Black Friday, Small Business Saturday and Cyber Monday are here, and small business owners are making the final preparations for their busiest time of year. Thanksgiving weekend marks the official beginning of the holiday shopping season, which accounts for up to 50 percent of annual revenues for many retailers, according to JLL’s 2015 Retailer Holiday Survey. In 2014, U.S. consumers spent nearly $51 billion during the four-day Black Friday weekend alone, and total holiday sales topped $616 billion.
Unfortunately, the holidays are also peak season for credit card fraud, as identity thieves use stolen card numbers to make purchases, often leaving merchants to foot the bill.
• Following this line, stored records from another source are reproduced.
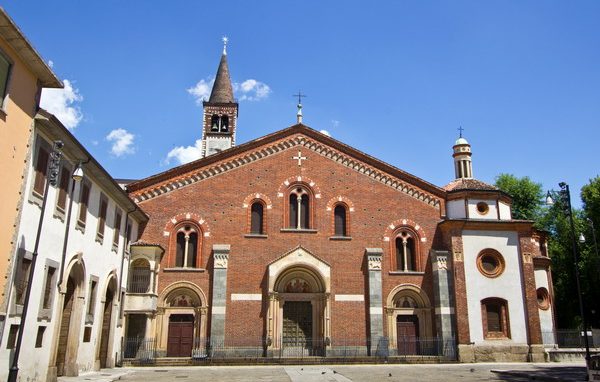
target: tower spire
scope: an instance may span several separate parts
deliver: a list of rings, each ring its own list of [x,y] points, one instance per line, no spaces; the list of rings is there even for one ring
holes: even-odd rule
[[[223,40],[223,55],[227,55],[227,43],[229,42],[229,39],[227,38],[227,36],[223,36],[222,40]]]
[[[219,68],[217,69],[217,76],[215,77],[215,83],[212,91],[210,92],[210,98],[208,102],[215,103],[234,103],[233,99],[233,87],[231,86],[231,78],[229,77],[229,65],[227,65],[227,43],[229,39],[223,37],[223,54],[221,55],[221,61],[219,62]]]

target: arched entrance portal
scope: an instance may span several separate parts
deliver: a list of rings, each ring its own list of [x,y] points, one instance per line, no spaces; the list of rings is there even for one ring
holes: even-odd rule
[[[117,283],[115,281],[115,277],[111,277],[106,288],[106,293],[104,294],[104,304],[102,305],[102,328],[100,332],[100,367],[112,367],[112,352],[109,351],[112,345],[112,328],[114,325],[112,324],[113,319],[113,306],[115,293],[117,289]]]
[[[161,293],[157,316],[158,348],[167,357],[206,354],[206,298],[187,282],[171,284]]]
[[[83,313],[85,268],[80,257],[67,267],[68,277],[61,284],[62,310],[56,346],[55,366],[57,376],[77,376],[77,354],[81,315]]]
[[[418,286],[403,284],[392,290],[386,306],[391,354],[426,355],[434,350],[431,310]]]

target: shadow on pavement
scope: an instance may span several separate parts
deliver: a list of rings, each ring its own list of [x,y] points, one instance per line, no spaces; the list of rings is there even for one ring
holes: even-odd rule
[[[535,367],[528,370],[491,370],[502,381],[585,381],[585,366]]]

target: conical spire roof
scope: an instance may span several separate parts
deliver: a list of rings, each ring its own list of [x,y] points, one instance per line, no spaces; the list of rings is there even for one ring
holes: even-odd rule
[[[233,88],[231,87],[231,79],[229,78],[229,67],[227,66],[227,53],[223,51],[219,69],[217,69],[217,77],[210,93],[208,102],[216,103],[233,103]]]

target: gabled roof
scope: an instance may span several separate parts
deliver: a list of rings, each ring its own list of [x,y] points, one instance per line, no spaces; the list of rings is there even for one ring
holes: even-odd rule
[[[17,55],[23,60],[23,63],[31,70],[40,80],[40,83],[45,88],[62,88],[56,74],[42,59],[40,54],[31,45],[27,37],[21,32],[21,29],[8,16],[6,11],[0,7],[0,38],[15,50]]]
[[[141,202],[295,146],[312,150],[436,208],[445,199],[443,189],[303,124],[132,182],[126,189]]]
[[[229,66],[227,65],[227,54],[223,52],[221,62],[217,69],[217,77],[210,92],[210,103],[234,103],[231,78],[229,78]]]

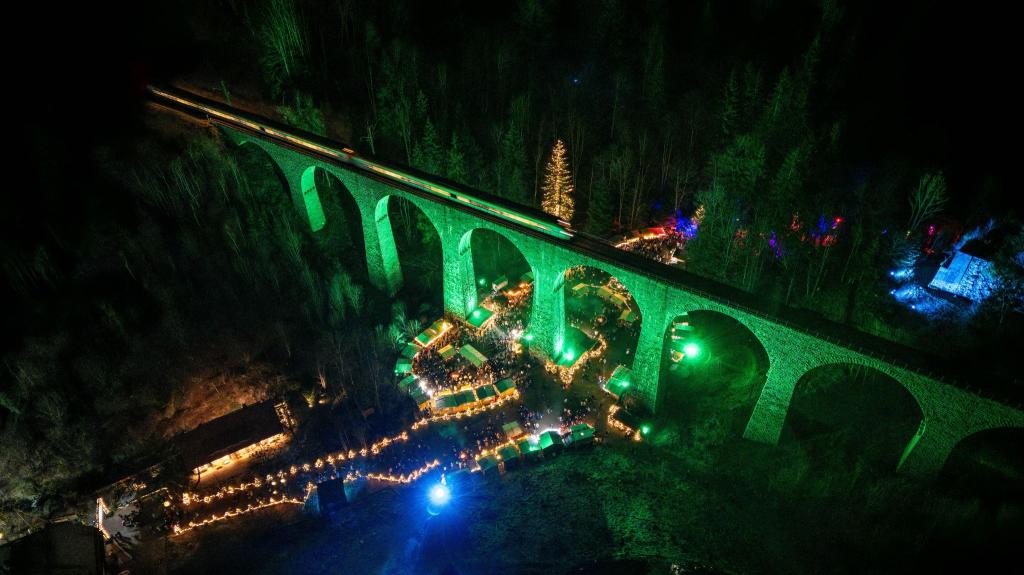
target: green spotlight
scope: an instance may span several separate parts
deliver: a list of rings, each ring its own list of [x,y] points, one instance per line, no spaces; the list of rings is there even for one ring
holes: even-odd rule
[[[487,278],[480,278],[480,285],[487,285]]]
[[[565,361],[572,361],[572,359],[573,359],[574,357],[576,357],[576,354],[574,354],[574,353],[572,352],[572,350],[570,349],[569,351],[567,351],[567,352],[565,352],[564,354],[562,354],[562,357],[564,357],[564,358],[565,358]]]
[[[480,310],[478,310],[478,309],[473,310],[473,317],[480,317]]]
[[[525,339],[526,341],[533,341],[533,334],[532,333],[528,333],[528,334],[523,336],[523,339]]]
[[[695,343],[688,343],[683,346],[683,353],[689,358],[697,357],[700,355],[700,346]]]
[[[640,434],[641,435],[647,435],[650,432],[651,432],[651,426],[650,425],[647,425],[645,423],[645,424],[640,426]]]

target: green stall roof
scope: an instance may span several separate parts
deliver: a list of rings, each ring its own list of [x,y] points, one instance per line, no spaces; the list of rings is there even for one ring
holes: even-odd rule
[[[437,353],[441,355],[441,359],[447,361],[455,355],[455,346],[449,343],[448,345],[437,350]]]
[[[401,375],[410,371],[412,371],[412,361],[404,357],[398,358],[398,361],[395,362],[395,373]]]
[[[498,395],[498,391],[491,384],[481,385],[476,388],[476,396],[480,399],[490,399]]]
[[[540,454],[540,446],[536,443],[531,443],[528,437],[517,441],[516,447],[519,448],[519,453],[523,454],[523,457],[534,457]]]
[[[420,348],[416,347],[411,343],[407,343],[405,344],[405,347],[402,348],[402,357],[406,359],[412,359],[416,357],[416,354],[419,353],[419,351]]]
[[[587,423],[577,423],[572,426],[572,432],[569,435],[573,443],[587,442],[594,439],[594,428]]]
[[[491,319],[491,316],[493,315],[494,312],[481,306],[470,312],[469,317],[466,318],[466,321],[469,322],[469,325],[479,329],[480,326],[487,323],[487,320]]]
[[[608,383],[604,386],[605,391],[615,397],[622,397],[623,394],[629,391],[632,373],[632,370],[624,365],[616,367],[611,377],[608,378]]]
[[[519,459],[519,452],[516,451],[516,448],[511,446],[511,445],[507,445],[507,446],[502,447],[501,449],[499,449],[498,450],[498,455],[500,455],[501,459],[504,460],[504,461],[511,461],[511,460],[514,460],[514,459]]]
[[[498,466],[498,458],[493,455],[487,455],[478,459],[477,465],[480,466],[480,471],[487,473]]]
[[[462,357],[468,359],[474,367],[480,367],[487,361],[487,357],[484,354],[468,343],[459,349],[459,353]]]
[[[473,393],[472,389],[460,391],[459,393],[456,393],[453,397],[455,398],[457,405],[466,405],[467,403],[473,403],[476,401],[476,394]]]
[[[562,436],[559,435],[557,431],[551,430],[540,434],[540,441],[538,444],[541,449],[546,451],[554,447],[565,445],[565,442],[562,441]]]
[[[423,405],[430,401],[430,394],[420,389],[419,386],[412,388],[412,399],[416,402],[416,405]]]
[[[504,394],[506,391],[514,390],[516,388],[516,384],[512,382],[511,377],[506,377],[498,383],[495,383],[494,387],[497,388],[498,393]]]
[[[416,376],[410,373],[409,375],[405,376],[402,379],[402,381],[398,382],[398,388],[401,389],[402,391],[408,391],[409,388],[412,387],[415,384],[416,384]]]
[[[435,409],[453,409],[459,406],[458,396],[442,395],[434,398]]]

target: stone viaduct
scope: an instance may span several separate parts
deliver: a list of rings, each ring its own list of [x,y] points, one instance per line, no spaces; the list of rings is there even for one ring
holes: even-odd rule
[[[641,399],[652,410],[657,408],[662,358],[671,322],[684,312],[709,310],[745,326],[768,356],[766,381],[743,434],[747,439],[776,444],[797,382],[812,369],[834,364],[865,366],[882,372],[914,397],[921,411],[921,422],[897,464],[907,473],[937,472],[954,446],[974,433],[1024,427],[1024,412],[852,347],[819,339],[712,294],[645,273],[631,264],[636,258],[631,254],[620,252],[621,255],[615,257],[600,257],[582,252],[572,242],[530,233],[400,183],[371,177],[341,162],[320,159],[281,145],[271,138],[230,126],[222,125],[221,129],[234,144],[258,146],[269,156],[286,180],[295,208],[306,217],[313,233],[326,225],[315,171],[324,170],[337,178],[359,210],[370,281],[388,293],[393,294],[403,281],[402,264],[388,216],[388,203],[394,197],[412,202],[437,230],[443,257],[445,312],[455,318],[465,319],[477,303],[472,234],[486,229],[507,238],[533,271],[534,300],[528,332],[534,337],[533,345],[547,357],[561,353],[566,323],[563,289],[566,271],[575,266],[590,266],[615,277],[629,290],[639,308],[641,327],[632,366],[633,382],[638,386]]]

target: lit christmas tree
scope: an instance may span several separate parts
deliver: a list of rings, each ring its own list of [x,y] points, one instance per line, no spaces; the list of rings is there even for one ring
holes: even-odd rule
[[[551,159],[544,170],[544,186],[541,187],[544,197],[541,207],[545,212],[556,218],[572,221],[572,173],[569,162],[565,159],[565,144],[562,140],[555,141],[551,150]]]

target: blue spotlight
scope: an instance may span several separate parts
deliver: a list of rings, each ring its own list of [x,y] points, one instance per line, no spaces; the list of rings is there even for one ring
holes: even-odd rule
[[[438,483],[430,488],[427,497],[430,498],[430,506],[436,509],[444,507],[452,500],[452,492],[444,483]]]

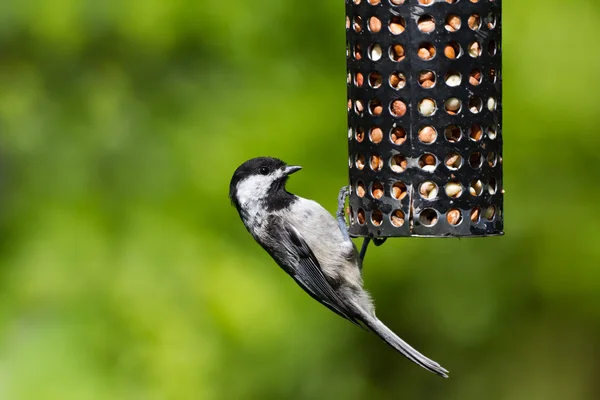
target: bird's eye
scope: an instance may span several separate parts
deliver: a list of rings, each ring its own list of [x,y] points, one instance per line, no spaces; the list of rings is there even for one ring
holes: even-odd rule
[[[260,169],[258,170],[258,172],[260,172],[261,175],[269,175],[269,168],[267,168],[267,167],[260,167]]]

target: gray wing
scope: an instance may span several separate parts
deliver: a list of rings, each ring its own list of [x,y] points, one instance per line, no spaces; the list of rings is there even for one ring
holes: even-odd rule
[[[288,273],[312,298],[323,304],[331,311],[339,316],[346,318],[350,322],[364,328],[358,319],[355,318],[353,312],[337,294],[331,286],[327,277],[323,274],[319,261],[313,254],[312,250],[302,238],[300,232],[292,225],[286,223],[281,218],[273,225],[281,228],[279,238],[281,244],[287,252],[292,256],[292,259],[297,260],[295,265],[286,265]]]

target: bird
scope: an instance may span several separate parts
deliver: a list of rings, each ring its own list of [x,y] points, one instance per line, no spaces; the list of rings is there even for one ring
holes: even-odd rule
[[[349,188],[340,191],[334,218],[316,201],[286,190],[289,176],[301,168],[275,157],[256,157],[235,170],[229,198],[248,232],[313,299],[374,332],[414,363],[447,378],[445,368],[400,339],[376,317],[373,300],[363,288],[366,246],[358,252],[344,217]]]

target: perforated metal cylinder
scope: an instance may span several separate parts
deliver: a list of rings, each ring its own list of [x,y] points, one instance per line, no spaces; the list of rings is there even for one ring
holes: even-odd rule
[[[350,234],[503,231],[500,0],[346,0]]]

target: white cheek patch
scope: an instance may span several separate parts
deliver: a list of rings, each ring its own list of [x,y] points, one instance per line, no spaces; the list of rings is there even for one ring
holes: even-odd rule
[[[265,199],[271,184],[276,179],[272,175],[252,175],[237,184],[237,198],[240,204],[248,204]]]

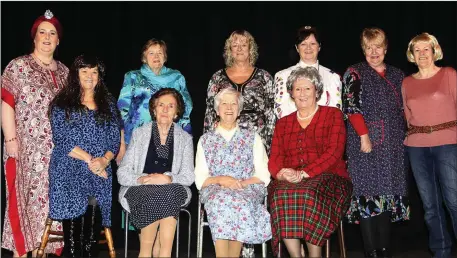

Fraud cost U.S. retailers approximately $32 billion in 2014, according to Business Insider, an increase of nearly 50 percent over the previous year. Although nobody is immune to these scams, by following a few best practices, you can help to protect your customers and your business by ensuring that all of your card transactions are legit.
- Use EMV-enabled terminals
Your in-store credit card processing system should support the new EMV-chip cards, which can dramatically reduce fraud. Unlike the traditional magnetic strip cards, EMV cards include a special microchip that generates an encrypted code for each transaction, making it nearly impossible to steal the card data. What’s more, if you’re not using an EMV card reader, your business could be on the hook financially for fraudulent transactions under the EMV liability shift that took effect on October 1, 2015.
- Confirm the customer’s identity
If the shopper is using a magnetic strip credit or debit card at your brick-and-mortar location, check the back of the card for a signature and ask for a driver’s license or other photo ID as a condition of accepting payment. Make sure all of your employees are trained on this policy and understand that exceptions are not allowed, even for friends.
- Don’t accept damaged cards
If a card looks like it has been tampered with or the magnetic strip does not work, ask the customer for a different form of payment. Never manually enter card information, especially if the card looks damaged or altered in any way. It’s better to inconvenience one customer by being overly cautious than to unwittingly play a part in identity theft.
- Stay alert
Identity thieves are often masters of distraction. They may be very talkative, rummage in their bags, or act irate and in a hurry to keep the cashier focused on their actions rather than the card they’re using. A potential fraudster also may try to make a large purchase just before closing, when clerks are tired or eager to ring up a large sale at the end of their shift. Make sure your employees follow rigorous card authorization protocols, regardless of what is happening around them, the size of the purchase, or the time of day.
- Check CVV numbers and AVS data
For online purchases or transactions by phone, requesting the CVV code helps ensure that the buyer physically has the card in hand. (The new EMV chip cards do not have a CVV code, however, so this safeguard is not foolproof.) Also be sure to use the Addresses Verification System (AVS) to confirm that the billing information matches what the card issuer has on file for the street number as well as the zip code.
- Comply with PCI Security Standards
Part of your responsibility as a merchant is to protect your customers’ information from identity theft. Ensuring that your systems for credit card processing and data storage meet PCI DSS guidelines can help prevent fraud while also safeguarding your business. The fallout of a security breach can include lawsuits, insurance claims, and government fines, in addition to serious reputation damage and a lost business. Learn more about the PCI Compliance tools from Integrity Payment Systems to help your business achieve and maintain PCI compliant status.
Integrity Payment Systems takes credit card fraud seriously, and we are committed to put a stop to this growing trend. We make it our mission to help educate merchants on the tools and strategies available to them to reduce the risk of counterfeit transactions. By learning a few best practices that you can use to prevent fraud at the point of sale, as well as for online purchases, you can protect your customers’ valuable financial data and keep the holidays bright for everyone.